Euthanasia is now the cause of 4.5 percent of deaths in the Netherlands. The rise in the practice has grave implications for the elderly and people dependent on caregivers, as more people who don't suffer from terminal illness are requesting euthanasia.
In 2015, more than one-third were older than 80 years. According to the New England Journal of Medicine, 92 percent of those who died from assisted suicide or euthanasia suffered from a "serious somatic" illness, mental disorders, and 14 percent suffered "an accumulation of health problems" from old age, and a small number had dementia or mental health problems. A patient must be “suffering unbearably without hope of relief”, but having a terminal illness is not required for legal assisted suicide or euthanasia.

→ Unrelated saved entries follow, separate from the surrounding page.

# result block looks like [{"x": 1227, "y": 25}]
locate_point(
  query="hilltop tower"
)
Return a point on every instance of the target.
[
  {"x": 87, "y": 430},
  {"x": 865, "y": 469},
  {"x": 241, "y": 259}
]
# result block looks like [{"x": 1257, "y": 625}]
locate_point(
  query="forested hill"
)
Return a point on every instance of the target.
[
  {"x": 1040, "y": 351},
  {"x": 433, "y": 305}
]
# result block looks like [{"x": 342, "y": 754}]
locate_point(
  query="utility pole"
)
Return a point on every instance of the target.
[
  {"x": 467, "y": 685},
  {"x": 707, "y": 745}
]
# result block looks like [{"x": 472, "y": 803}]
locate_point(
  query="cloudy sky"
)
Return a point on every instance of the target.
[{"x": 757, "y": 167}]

“It looks like patients are now more willing to ask for euthanasia and physicians are more willing to grant it,” Agnes Van der Heide from Erasmus University Medical Center in Rotterdam said.
The growing number of cases is frightening for advocates of the dignity of human life at every stage. AP quotes Scott Kim, a bioethicist at the U.S. National Institutes of Health saying, “These are old people who may have health problems, but none of them are life-threatening. They’re old, they can’t get around, their friends are dead and their children don’t visit anymore. This kind of trend cries out for a discussion. Do we think their lives are still worthwhile?”
Van der Heide said, “When assisted dying is becoming the more normal option at the end of life, there is a risk people will feel more inclined to ask for it.”
According to the journal: In the Netherlands, “euthanasia is…death resulting from medication that is administered by a physician with the explicit intention of hastening death at the explicit request of the physician.” And assisted suicide, “the patient self-administers medication that was prescribed by a physician.” While it has become more common, the journal says that the 2002 Euthanasia Act was formalizing a practice that already existed.
In all, the AP reports that approximately 8 percent of people who died in 2015 received assistance.
The Netherlands was the first country to legalize euthanasia and assisted suicide, when the law passed in 2002. But in 1997, Oregon allowed for the assisted suicide of people who had six or fewer months to live, and is legal in multiple U.S. states.